The stakeholders addressed the need to develop crops that are more resistant to pest, drought, weed infestation and disease to combat all sort of deficiency, adding that, the Biosafety regulatory system will open doors for crops with economic potential to grow the nation’s GDP.
Established in 2021, NABDA seeks to promote, commercialise and regulate biotechnology products.
Speaking on the sideline of a one day Agricultural Biotechnology and Biosafety Sensitisation Workshop, the director, Agricultural Biotechnology Development, (NABDA), Rose M Gidado, said currently, the government is advancing agricultural biotechnology as a tool to achieve food security in the country.
Gidado while speaking on biotechnology workshop event for Senior Editors organised by the Open Forum on Agricultural Biotechnology (OFAB) in Africa, Nigeria Chapter, an initiative of the African Agricultural Technology Foundation (AATF) under the auspices of the National Biotechnology Development Agency (NABDA) in Lagos with the theme.
‘The Role of Editors in Communicating Agricultural Biotechnology’ said, on October 8, 2020, the NBMA approved the cultivation of TELA maize, (drought tolerance and insect resistance).
The director said Nigerian agriculture is especially vulnerable to climate change and its associated occurrences of higher temperatures, extended droughts, floods, and other circumstances, reducing agricultural production across the country, particularly, in the Northern States.
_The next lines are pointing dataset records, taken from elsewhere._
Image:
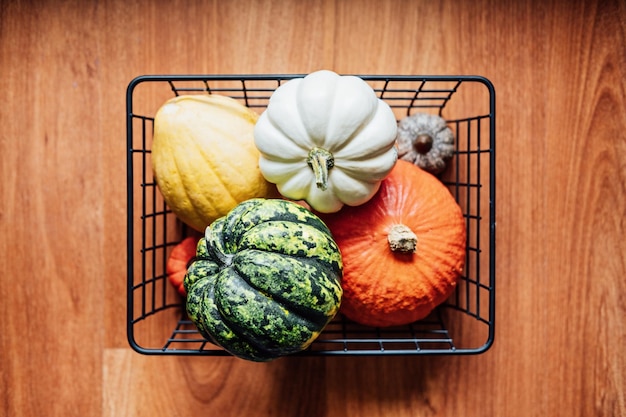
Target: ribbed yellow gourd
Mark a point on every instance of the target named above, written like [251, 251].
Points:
[204, 158]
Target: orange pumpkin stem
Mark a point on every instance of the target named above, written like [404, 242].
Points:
[401, 239]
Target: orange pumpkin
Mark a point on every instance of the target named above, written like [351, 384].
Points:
[176, 266]
[403, 251]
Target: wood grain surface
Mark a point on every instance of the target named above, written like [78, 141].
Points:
[559, 69]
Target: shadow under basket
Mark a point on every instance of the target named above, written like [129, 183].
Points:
[464, 324]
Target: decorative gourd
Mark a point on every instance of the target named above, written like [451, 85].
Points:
[180, 257]
[204, 159]
[403, 250]
[326, 139]
[266, 280]
[426, 141]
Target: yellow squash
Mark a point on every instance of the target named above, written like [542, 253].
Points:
[204, 158]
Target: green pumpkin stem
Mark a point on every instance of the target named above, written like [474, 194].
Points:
[320, 161]
[401, 239]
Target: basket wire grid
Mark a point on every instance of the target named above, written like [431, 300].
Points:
[465, 324]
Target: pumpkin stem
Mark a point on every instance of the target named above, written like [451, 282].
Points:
[401, 239]
[423, 143]
[320, 161]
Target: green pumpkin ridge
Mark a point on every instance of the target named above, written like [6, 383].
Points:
[305, 286]
[266, 280]
[257, 317]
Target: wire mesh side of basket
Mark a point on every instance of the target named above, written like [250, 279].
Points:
[153, 229]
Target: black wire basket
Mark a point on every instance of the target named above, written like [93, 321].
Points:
[464, 324]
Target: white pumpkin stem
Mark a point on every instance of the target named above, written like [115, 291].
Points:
[401, 239]
[320, 161]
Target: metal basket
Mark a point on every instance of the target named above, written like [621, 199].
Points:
[464, 324]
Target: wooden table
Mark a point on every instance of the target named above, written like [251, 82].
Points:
[559, 69]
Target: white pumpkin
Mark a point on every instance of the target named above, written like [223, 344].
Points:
[326, 139]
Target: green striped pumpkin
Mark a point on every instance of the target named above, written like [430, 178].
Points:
[266, 280]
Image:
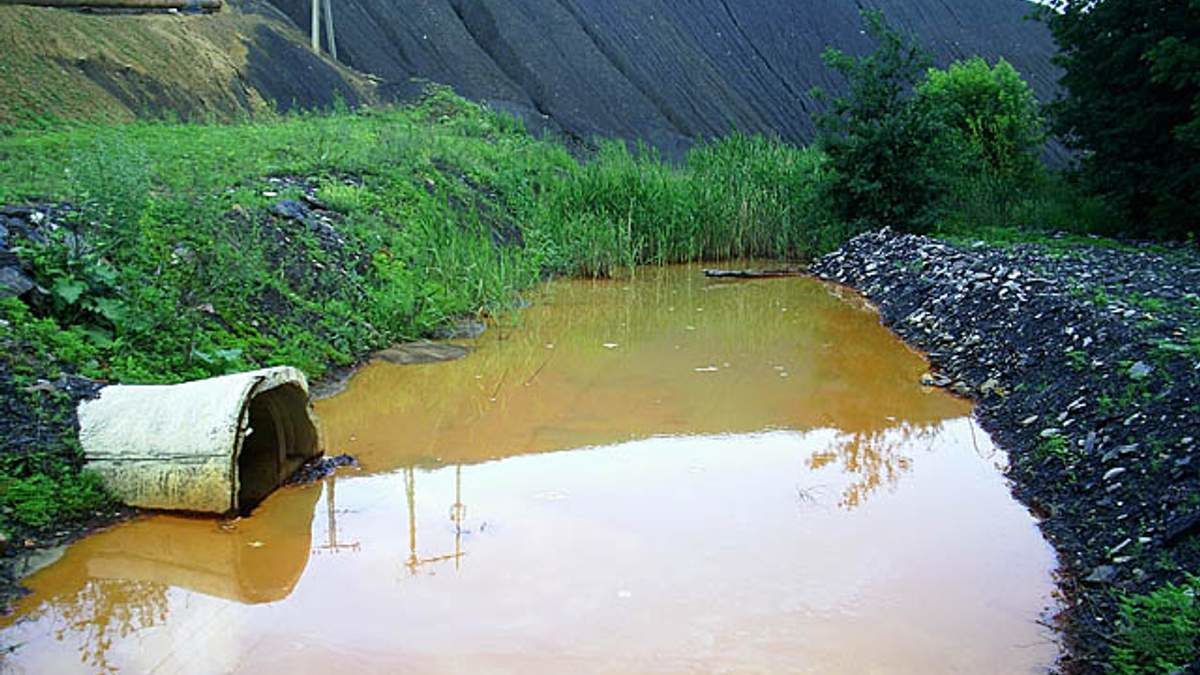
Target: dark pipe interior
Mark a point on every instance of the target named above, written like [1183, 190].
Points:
[282, 437]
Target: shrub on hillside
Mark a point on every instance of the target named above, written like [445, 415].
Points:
[888, 153]
[990, 115]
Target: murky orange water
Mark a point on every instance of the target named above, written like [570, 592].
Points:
[652, 476]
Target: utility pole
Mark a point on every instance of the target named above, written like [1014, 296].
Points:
[329, 27]
[316, 25]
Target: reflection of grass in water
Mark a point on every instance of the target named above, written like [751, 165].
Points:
[877, 458]
[103, 611]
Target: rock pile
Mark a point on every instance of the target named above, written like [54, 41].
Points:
[1085, 363]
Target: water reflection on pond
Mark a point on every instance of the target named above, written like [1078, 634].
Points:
[755, 482]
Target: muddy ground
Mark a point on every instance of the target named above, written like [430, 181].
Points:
[1085, 363]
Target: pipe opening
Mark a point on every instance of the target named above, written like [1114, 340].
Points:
[279, 438]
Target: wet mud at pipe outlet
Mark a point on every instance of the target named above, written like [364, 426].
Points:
[658, 475]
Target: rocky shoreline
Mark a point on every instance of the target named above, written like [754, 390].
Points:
[1085, 364]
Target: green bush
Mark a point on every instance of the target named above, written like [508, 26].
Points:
[888, 153]
[990, 114]
[1132, 106]
[42, 500]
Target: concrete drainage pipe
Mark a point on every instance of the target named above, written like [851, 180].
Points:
[211, 446]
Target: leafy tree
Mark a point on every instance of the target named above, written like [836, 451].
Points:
[990, 113]
[885, 148]
[1132, 105]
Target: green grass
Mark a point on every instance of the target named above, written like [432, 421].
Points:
[172, 267]
[1159, 632]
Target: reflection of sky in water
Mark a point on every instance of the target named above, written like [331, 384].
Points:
[838, 519]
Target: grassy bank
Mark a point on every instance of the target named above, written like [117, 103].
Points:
[165, 252]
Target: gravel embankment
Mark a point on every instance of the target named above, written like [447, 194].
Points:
[1085, 363]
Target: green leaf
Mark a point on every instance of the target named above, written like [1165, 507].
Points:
[70, 290]
[111, 309]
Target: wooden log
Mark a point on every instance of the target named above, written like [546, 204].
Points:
[208, 5]
[753, 273]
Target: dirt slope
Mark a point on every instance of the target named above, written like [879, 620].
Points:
[664, 71]
[247, 58]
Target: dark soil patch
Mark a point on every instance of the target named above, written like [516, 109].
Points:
[1085, 363]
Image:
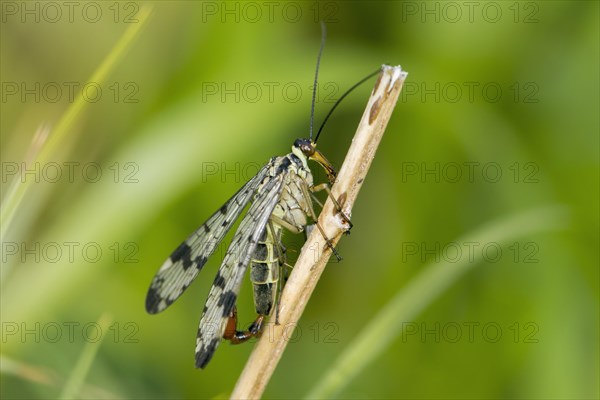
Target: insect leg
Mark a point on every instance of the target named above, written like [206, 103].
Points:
[280, 249]
[306, 191]
[325, 186]
[236, 337]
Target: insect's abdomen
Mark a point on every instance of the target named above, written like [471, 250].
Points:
[264, 270]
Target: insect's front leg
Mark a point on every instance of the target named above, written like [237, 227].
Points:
[325, 186]
[236, 337]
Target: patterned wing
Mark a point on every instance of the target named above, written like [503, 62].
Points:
[223, 294]
[180, 269]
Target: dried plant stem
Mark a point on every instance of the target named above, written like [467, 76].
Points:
[315, 253]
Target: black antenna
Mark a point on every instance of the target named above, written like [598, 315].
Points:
[312, 107]
[342, 98]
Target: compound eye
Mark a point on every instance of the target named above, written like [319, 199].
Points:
[307, 149]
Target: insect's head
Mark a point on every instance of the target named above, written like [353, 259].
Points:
[307, 149]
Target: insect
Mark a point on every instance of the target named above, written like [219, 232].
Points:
[280, 197]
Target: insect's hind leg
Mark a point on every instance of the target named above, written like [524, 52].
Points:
[236, 337]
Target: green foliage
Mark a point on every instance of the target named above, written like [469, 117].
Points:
[499, 117]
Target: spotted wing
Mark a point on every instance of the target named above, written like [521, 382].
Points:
[180, 269]
[225, 289]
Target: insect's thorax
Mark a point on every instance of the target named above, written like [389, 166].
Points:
[292, 207]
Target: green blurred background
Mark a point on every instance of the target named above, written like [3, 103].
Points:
[499, 116]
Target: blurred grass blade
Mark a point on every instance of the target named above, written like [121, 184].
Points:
[75, 381]
[387, 325]
[59, 134]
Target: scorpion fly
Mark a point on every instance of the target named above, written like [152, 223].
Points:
[280, 196]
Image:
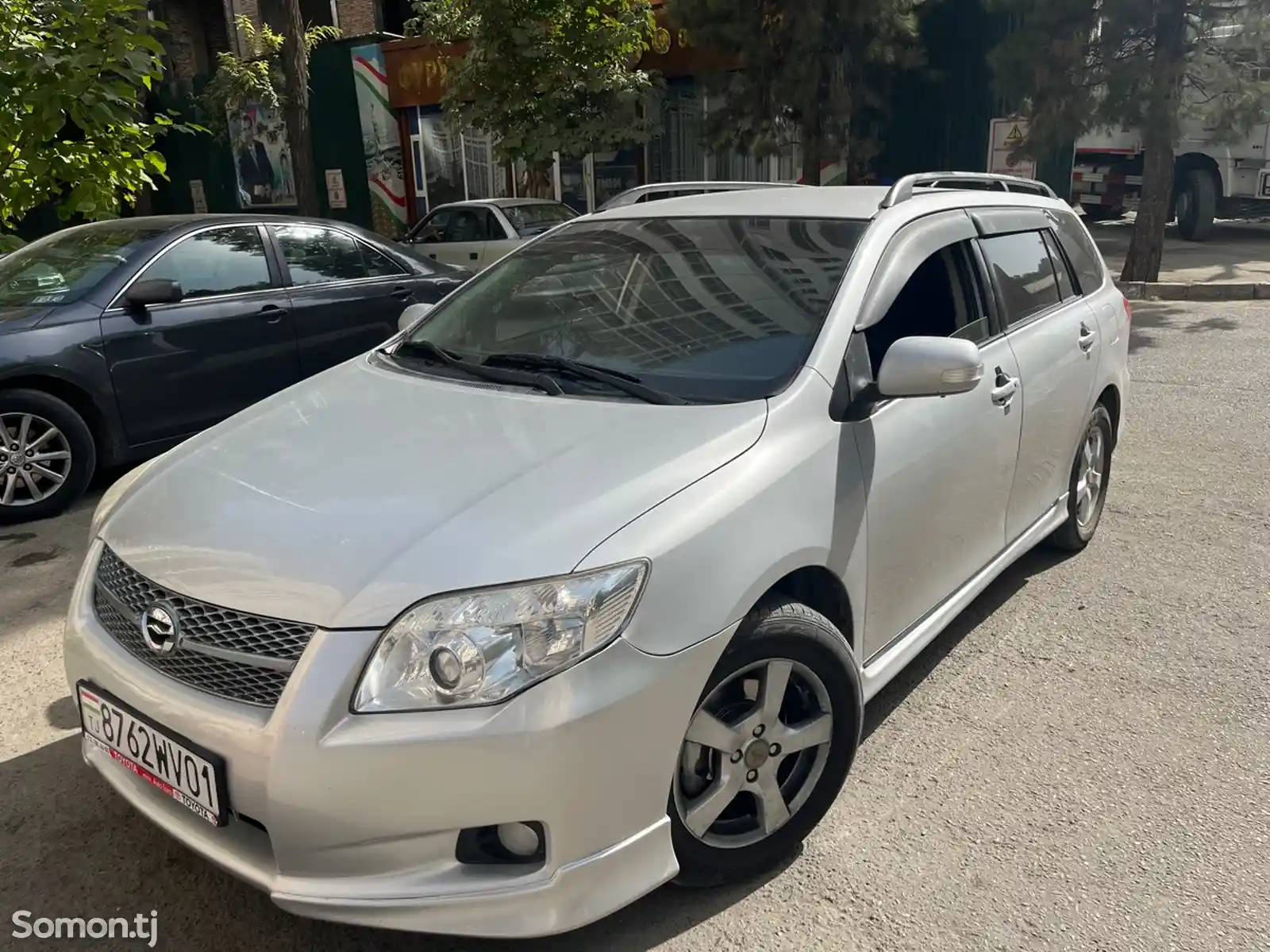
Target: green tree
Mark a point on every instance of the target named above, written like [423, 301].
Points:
[268, 76]
[1146, 65]
[74, 126]
[545, 75]
[813, 71]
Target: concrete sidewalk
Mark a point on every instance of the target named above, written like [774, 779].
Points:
[1232, 264]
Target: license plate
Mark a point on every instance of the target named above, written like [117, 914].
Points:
[175, 766]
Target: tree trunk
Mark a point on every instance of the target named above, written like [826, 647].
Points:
[810, 136]
[295, 67]
[1147, 244]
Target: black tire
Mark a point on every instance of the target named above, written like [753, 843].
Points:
[1073, 536]
[1198, 213]
[1103, 213]
[79, 440]
[780, 630]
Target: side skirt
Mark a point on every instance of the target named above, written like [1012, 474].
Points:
[892, 660]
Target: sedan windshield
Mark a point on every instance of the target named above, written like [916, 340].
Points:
[708, 310]
[63, 268]
[533, 219]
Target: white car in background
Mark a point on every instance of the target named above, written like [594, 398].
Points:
[476, 234]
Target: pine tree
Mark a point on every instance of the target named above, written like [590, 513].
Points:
[1146, 65]
[810, 71]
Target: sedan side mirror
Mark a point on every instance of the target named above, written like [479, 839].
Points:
[930, 367]
[156, 291]
[412, 315]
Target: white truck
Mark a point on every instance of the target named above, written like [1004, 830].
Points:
[1210, 182]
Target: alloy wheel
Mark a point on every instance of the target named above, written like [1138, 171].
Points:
[753, 753]
[35, 459]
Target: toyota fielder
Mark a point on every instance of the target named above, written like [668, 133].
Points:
[581, 583]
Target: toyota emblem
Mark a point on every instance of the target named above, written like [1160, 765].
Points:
[160, 628]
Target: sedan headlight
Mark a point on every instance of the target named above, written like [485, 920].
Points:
[480, 647]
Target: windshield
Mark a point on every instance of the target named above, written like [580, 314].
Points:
[535, 219]
[63, 268]
[710, 310]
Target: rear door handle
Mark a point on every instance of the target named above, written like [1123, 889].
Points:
[1086, 340]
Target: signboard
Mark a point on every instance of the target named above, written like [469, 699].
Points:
[1003, 137]
[336, 194]
[262, 158]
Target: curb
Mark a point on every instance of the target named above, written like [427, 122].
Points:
[1172, 291]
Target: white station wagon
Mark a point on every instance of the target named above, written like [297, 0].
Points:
[581, 583]
[476, 234]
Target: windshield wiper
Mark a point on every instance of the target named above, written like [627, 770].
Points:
[495, 374]
[618, 380]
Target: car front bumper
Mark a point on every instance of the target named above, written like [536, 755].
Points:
[355, 818]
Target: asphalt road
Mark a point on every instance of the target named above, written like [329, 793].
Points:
[1081, 762]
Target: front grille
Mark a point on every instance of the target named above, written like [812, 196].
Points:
[224, 653]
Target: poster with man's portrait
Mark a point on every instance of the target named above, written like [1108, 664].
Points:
[262, 156]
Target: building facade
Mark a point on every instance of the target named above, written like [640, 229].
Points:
[444, 165]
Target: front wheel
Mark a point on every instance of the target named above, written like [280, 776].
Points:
[48, 456]
[768, 747]
[1087, 489]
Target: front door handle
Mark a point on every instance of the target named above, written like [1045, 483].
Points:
[1087, 338]
[1005, 389]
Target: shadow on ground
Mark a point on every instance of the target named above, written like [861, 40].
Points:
[1170, 315]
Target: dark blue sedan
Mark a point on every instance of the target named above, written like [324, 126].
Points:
[120, 340]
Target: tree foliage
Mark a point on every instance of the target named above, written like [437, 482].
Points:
[74, 127]
[545, 75]
[814, 71]
[254, 79]
[1146, 65]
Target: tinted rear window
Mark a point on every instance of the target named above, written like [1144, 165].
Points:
[1022, 272]
[706, 309]
[531, 220]
[1081, 251]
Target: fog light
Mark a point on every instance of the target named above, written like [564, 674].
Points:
[446, 670]
[518, 838]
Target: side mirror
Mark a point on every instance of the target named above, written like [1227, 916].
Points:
[156, 291]
[930, 367]
[412, 315]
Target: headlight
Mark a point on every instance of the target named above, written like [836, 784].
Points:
[480, 647]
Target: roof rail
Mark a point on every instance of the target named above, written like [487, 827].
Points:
[903, 190]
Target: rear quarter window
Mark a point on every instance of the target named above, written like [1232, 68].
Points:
[1081, 251]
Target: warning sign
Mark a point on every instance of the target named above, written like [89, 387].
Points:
[1005, 136]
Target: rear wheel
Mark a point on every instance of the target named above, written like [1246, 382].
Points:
[1087, 490]
[48, 456]
[768, 747]
[1197, 205]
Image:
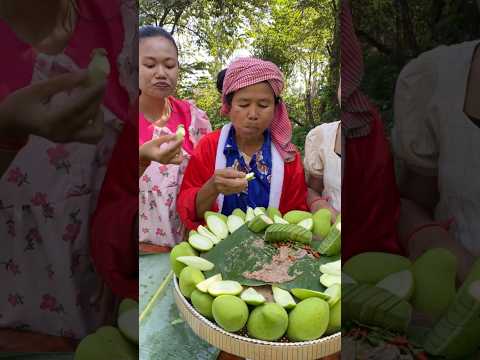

“Biotechnology offers new tools for increasing agricultural productivity and protecting food crops from climate changes such as heat, floods, and drought,” she said.
Dr Gidado said the use of biotechnology tools in Nigerian agriculture is now necessary due to the current state of emergency in the country’s food and agricultural sector, adding that, to date, no evidence of safety or health risks has been linked to the two commercial biotech crops, Bt Cotton and PBR Cowpea, which are already available on the market.
She also explained that, no trace of ill health or safety concerns have been traced to the already two commercialised biotech crops, Bt-cotton, and BR Cowpea in the market.
Also speaking, director general, National Biosafety Management Agency, Yemisi Asagbra said, its sector has engaged in public engagement and enlightenment programmes, synergy among stakeholders for effective regulation of GMOs and their products and have achieved safety in the use of modern biotechnology by providing a holistic approach in the regulation of genetically modified organisms.
Meanwhile, Communication officer, African Agricultural Technology Foundation, (AATF), Alex Abutu, said, by using genetic engineering techniques, scientists can develop crops that are more resistant to pest and disease, have a larger shelf life, and are more nutritious.